0
Pengkhianatan Dua Cinta
Posted by Unknown
on
16.54
Buku itu jatuh dari raknya. Sebuah buku berjudul hidup itu mudah. Ku ambil buku itu dari lantai, ku usap karena banyak debu yang menyelimutinya. Aku kini teringat dengan seorang laki-laki yang memberi buku ini. Laki-laki yang meninggalkanku. "Laki-laki itu bagaimana sekarang kabarnya", gumamku.
Namaku adalah Ren, seorang gadis yang berulang kali tersakiti. Mendambakan kebahagiaan yang diberikan oleh Tuhan.
Buku yang ada ditanganku ini mengingatkanku ketika ia menduakanku. Pergi bersama wanita itu, wanita yang tak ku kenal tapi selalu menghantui hari-hariku.

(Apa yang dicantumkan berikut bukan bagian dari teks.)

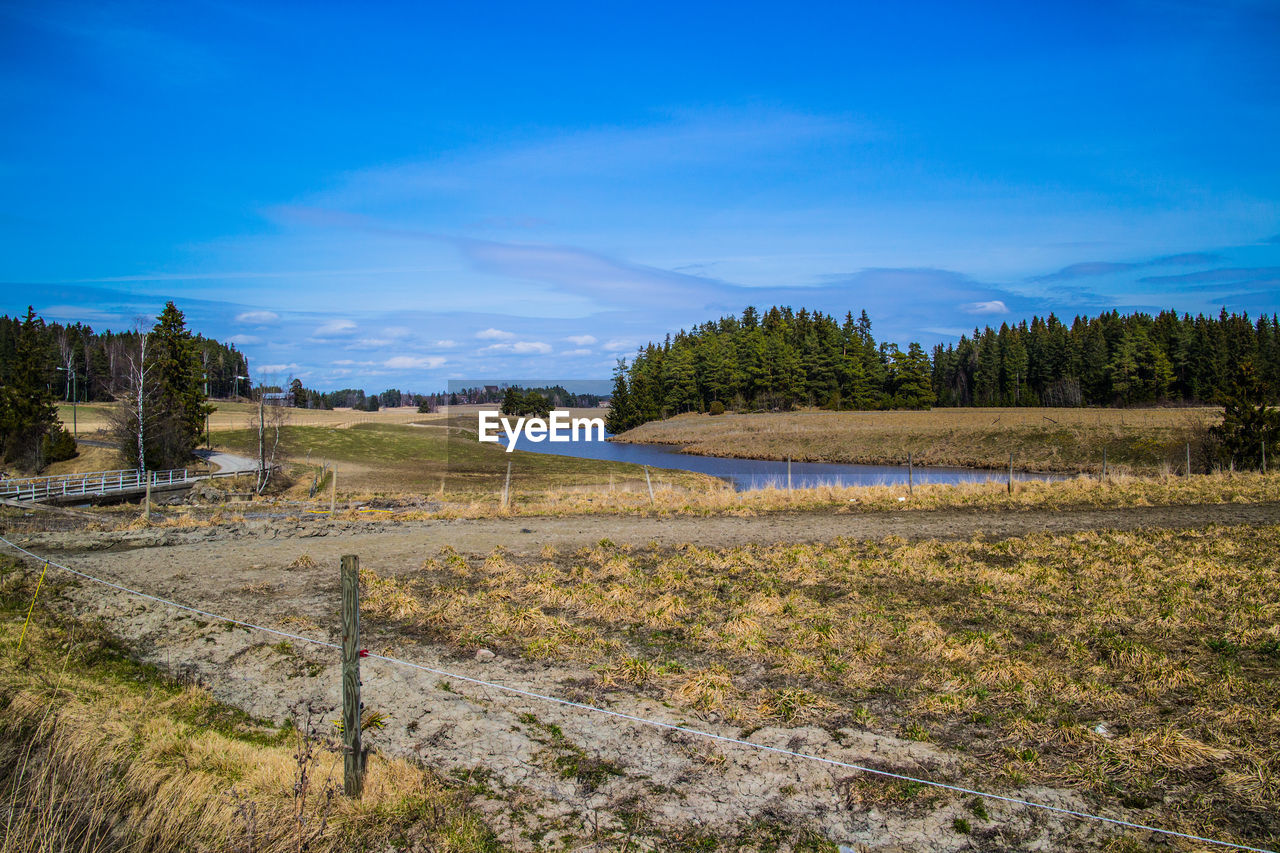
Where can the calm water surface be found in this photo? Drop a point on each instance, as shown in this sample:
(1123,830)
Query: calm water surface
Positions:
(748,474)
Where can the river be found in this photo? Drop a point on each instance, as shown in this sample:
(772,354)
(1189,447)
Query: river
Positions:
(748,474)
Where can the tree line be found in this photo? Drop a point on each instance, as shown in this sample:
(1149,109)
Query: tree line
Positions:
(159,375)
(784,359)
(94,366)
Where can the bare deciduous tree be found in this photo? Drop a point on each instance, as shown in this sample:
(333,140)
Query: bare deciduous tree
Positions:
(129,422)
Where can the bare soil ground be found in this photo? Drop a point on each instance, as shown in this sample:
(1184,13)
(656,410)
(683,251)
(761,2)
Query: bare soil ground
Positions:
(552,776)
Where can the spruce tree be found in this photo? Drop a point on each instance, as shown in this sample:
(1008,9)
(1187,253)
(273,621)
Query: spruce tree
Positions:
(621,415)
(27,410)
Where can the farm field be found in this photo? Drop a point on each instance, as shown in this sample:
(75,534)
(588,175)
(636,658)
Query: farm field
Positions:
(241,415)
(1124,671)
(1138,441)
(440,457)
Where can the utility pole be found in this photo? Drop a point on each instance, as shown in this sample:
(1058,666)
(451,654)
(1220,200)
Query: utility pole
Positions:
(74,396)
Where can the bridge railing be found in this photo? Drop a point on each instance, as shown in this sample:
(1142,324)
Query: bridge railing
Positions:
(97,483)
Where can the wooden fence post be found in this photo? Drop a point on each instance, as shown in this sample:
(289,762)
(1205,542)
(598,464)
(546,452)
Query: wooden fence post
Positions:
(353,757)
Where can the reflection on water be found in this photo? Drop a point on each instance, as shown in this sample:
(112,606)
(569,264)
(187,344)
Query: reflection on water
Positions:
(748,474)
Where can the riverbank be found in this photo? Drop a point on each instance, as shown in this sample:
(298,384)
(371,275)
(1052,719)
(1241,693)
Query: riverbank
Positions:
(1064,441)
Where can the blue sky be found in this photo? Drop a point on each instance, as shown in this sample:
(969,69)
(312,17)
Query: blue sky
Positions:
(398,195)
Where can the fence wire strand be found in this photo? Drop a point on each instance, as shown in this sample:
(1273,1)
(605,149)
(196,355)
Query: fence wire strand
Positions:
(656,724)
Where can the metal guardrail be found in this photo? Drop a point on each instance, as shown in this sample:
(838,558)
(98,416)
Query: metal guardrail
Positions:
(99,483)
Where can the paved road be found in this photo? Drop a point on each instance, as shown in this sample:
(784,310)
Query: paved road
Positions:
(229,463)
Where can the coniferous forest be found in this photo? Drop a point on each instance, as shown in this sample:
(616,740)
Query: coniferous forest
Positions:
(101,360)
(784,359)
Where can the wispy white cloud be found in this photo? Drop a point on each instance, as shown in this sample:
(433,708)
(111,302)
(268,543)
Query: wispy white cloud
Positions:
(992,306)
(520,347)
(414,363)
(334,329)
(257,318)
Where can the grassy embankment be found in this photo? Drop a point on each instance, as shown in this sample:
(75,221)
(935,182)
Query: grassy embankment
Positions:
(99,753)
(1137,441)
(443,457)
(1139,669)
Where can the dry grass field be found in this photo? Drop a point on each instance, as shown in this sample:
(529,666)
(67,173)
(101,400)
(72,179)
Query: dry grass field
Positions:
(240,415)
(99,753)
(1138,669)
(1138,441)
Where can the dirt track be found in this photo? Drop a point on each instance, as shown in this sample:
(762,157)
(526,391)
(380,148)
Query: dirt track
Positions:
(394,542)
(676,781)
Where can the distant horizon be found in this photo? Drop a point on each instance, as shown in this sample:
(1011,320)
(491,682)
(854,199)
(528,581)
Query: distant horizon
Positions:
(408,195)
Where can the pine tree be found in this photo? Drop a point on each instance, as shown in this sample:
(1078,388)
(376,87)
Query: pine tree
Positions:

Wanita yang selalu menyalahkanku dan menamparku dengan kata-katanya.
Ku degar kini mereka telah menikah. Syukurlah dua pengkhianat itu telah bersatu.
Sekarang tinggal aku yang sendiri, mencari sosok yang sama denganku. Seorang laki-laki yang akan mencintaiku dan tak akan meninggalkanku.
Semua telah berlalu, cinta yang telah dipupuk dan dirawat selama 3 tahun itu kini telah mati. Hancur karena hama yang tiba-tiba menyerang. Aku hanya bisa terpaku karenanya, tak bisa apa-apa karena hati telah memilih.
Menangis dan diam itulah yang aku lakukan saat itu. Menangis diantara buku-buku dan gelapnya malam. Tak mau ada yang tahu akan kesedihan ini.
Air mataku telah lama terbuang, hampir 6 bulan aku terus menangisinya. "Laki-laki itu seharusnya tak kutangisi", kataku pada diri sendiri.
Namun, hati ini tak bisa dibohongi aku masih menyimpan rasa padanya. Pada laki-laki yang selalu menemaniku selama 3 tahun itu.
Waktu itu tak ada laki-laki yang dapat menggantikannya. Aku terus menutup hati, menguncinya rapat-rapat. Takut jikalau akan tersakiti lagi.
Aku trauma dengan sakit hati. Sakit yang benar-benar sakit. Sakit dikhianati dan ditinggal pergi.
“Huuft, masa-masa itu”, ucapku
Masa-masa yang tak ingin ku alami lagi. Namun, sepertinya takdir berkata lain. Ketika aku membuka hati untuk laki-laki lain dan merasakan sedikit kebahagiaan dengannya, pengkhianatan itu kembali terulang.
Aku ingat betul saat itu. Saat dimana angin berdesah gelisah, daun kelapa menyengir tanda marah, saat aku duduk bersamanya dan memutuskan untuk berpisah.
“Berpisah itu jalan terbaik untuk kita”, ucapnya sambil memelukku.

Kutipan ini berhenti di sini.